Raison numéro 3 : Oui et non
Habituellement, nos journalistes voudraient, pour expliquer ce qui se passe à gauche, tout ramener au référendum sur le TCE, avec ses ouïstes et nonistes. La crise actuelle montre bien à quel point cette analyse n'a plus de sens, alors que la question de l'existence même de l'Euro a failli vraiment être posée, et qu'un "non" effectif et véritable a failli frapper la Grèce.
Raison numéro 4 : que reste-t-il ?
Après avoir brûlé à peu près tous les points à gauche, on constate que le point de vue, de gauche, qui pourrait s'opposer au conformisme moribond sans partir dans des fantasmes néo-marxistes, politiquement parlant, n'existe pas. Bien sûr, il ne manque pas d'individus avec des perspectives intéressantes, de choses à dire sur le sujet. Roosevelt 2012 est l'une des tentatives les plus abouties, et affiche une volonté réelle de passer du stade des analyses et des idées à l'action concrète. Mais, malheureusement, combien de divisions médiatiques ?

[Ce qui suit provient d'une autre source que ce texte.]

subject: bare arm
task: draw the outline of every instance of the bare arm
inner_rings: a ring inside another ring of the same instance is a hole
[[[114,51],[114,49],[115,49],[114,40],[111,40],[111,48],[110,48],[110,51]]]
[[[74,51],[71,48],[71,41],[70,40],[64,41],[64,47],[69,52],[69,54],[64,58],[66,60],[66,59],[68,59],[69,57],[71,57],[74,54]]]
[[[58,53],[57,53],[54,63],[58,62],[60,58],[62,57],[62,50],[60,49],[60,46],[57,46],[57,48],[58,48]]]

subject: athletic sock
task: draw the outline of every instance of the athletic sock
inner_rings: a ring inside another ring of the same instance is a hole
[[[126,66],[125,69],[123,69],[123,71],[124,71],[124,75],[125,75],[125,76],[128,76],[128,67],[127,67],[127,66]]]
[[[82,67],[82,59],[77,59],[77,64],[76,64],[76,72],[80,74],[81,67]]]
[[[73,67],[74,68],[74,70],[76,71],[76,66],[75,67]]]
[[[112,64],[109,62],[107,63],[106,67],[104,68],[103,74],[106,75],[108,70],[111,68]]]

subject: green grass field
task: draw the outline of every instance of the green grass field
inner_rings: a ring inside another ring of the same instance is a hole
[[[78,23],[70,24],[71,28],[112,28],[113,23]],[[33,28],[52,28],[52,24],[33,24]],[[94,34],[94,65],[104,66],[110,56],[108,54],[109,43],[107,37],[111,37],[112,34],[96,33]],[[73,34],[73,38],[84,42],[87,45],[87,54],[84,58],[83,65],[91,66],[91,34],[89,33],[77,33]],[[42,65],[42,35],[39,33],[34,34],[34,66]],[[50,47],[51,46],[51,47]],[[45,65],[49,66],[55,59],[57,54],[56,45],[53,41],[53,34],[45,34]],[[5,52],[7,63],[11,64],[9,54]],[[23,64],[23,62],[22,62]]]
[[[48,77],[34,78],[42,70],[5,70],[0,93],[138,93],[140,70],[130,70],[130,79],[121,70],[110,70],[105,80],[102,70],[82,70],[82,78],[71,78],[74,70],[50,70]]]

Et voilà le vrai problème de la gauche molle comme on l'aime, et pas seulement française : pendant dix ans nous sommes restés dans l'idée d'une modulation, forcément mineure, du consensus financier mondial. Aujourd'hui que ce consensus se fissure, on ne peut qu'être frappé par l'absence de propositions des gauches, acceptant timidement le dogme de l'austérité.